In 2020, "this number has risen to 70. While all these state actors pose serious threats in the Infocalypse, for now there are orders of magnitude between the sophistication of the Kremlin's efforts and those of the others. In one study from 2019, researchers from Princeton found that Russia was responsible for 72 per cent of all foreign disinformation operations between 2013 and 2019. This makes it almost three times as aggressive as all the others".

"If Russia is a maestro playing a Tchaikovsky sonata from memory on a grand piano, then the others are playing 'Twinkle, Twinkle, Little Star' on a child's keyboard," Schick writes.

But then, all is not lost, as the tiny Baltic nation of Estonia, with a population of 1.3 million, proved. It had gained its independence from Russia in 1991 but faced three weeks of vicious cyber attacks against its government, media and banking infrastructure following its decision in 2007 to relocate the Bronze Soldiers of Talinn, a memorial to the occupying Soviet soldiers killed in the Second World War.

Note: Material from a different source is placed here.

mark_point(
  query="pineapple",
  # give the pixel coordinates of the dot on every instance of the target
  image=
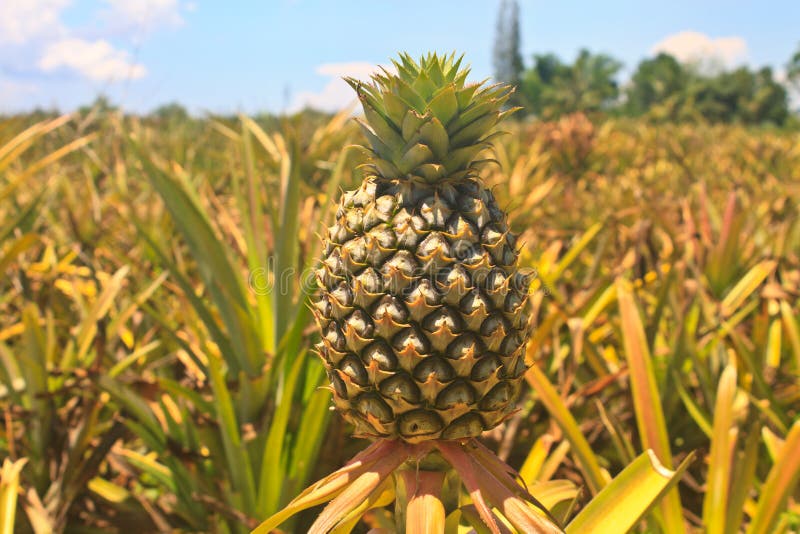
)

"Instead of crumbling, Talinn used the lesson to reinforce its defences and fight back. It did this by taking a society-wide approach that engaged all its citizens" to become one of the most digital nations in the world: 99 per cent of public services are online, nearly one-third of its citizens vote online and it has not suffered a further Russian breach of its defences", Schick writes.

"The forces to fight the Infocalypse are already coming together and growing in strength. They are helping us understand the threat, and they have also started building the solutions and alliances to help safeguard us all. But they need our support. We can help by sharing this understanding, preparing our defences and fighting back. Time is of the essence...

"Be careful about what information you share. Verify your sources. Correct yourself when you get something wrong. Be wary of your own political biases. Be sceptical but not cynical...It's time for all allies to unite. As the Estonians did to the Russians, we still have the chance to say 'no' to the Infocalypse," Schick concludes.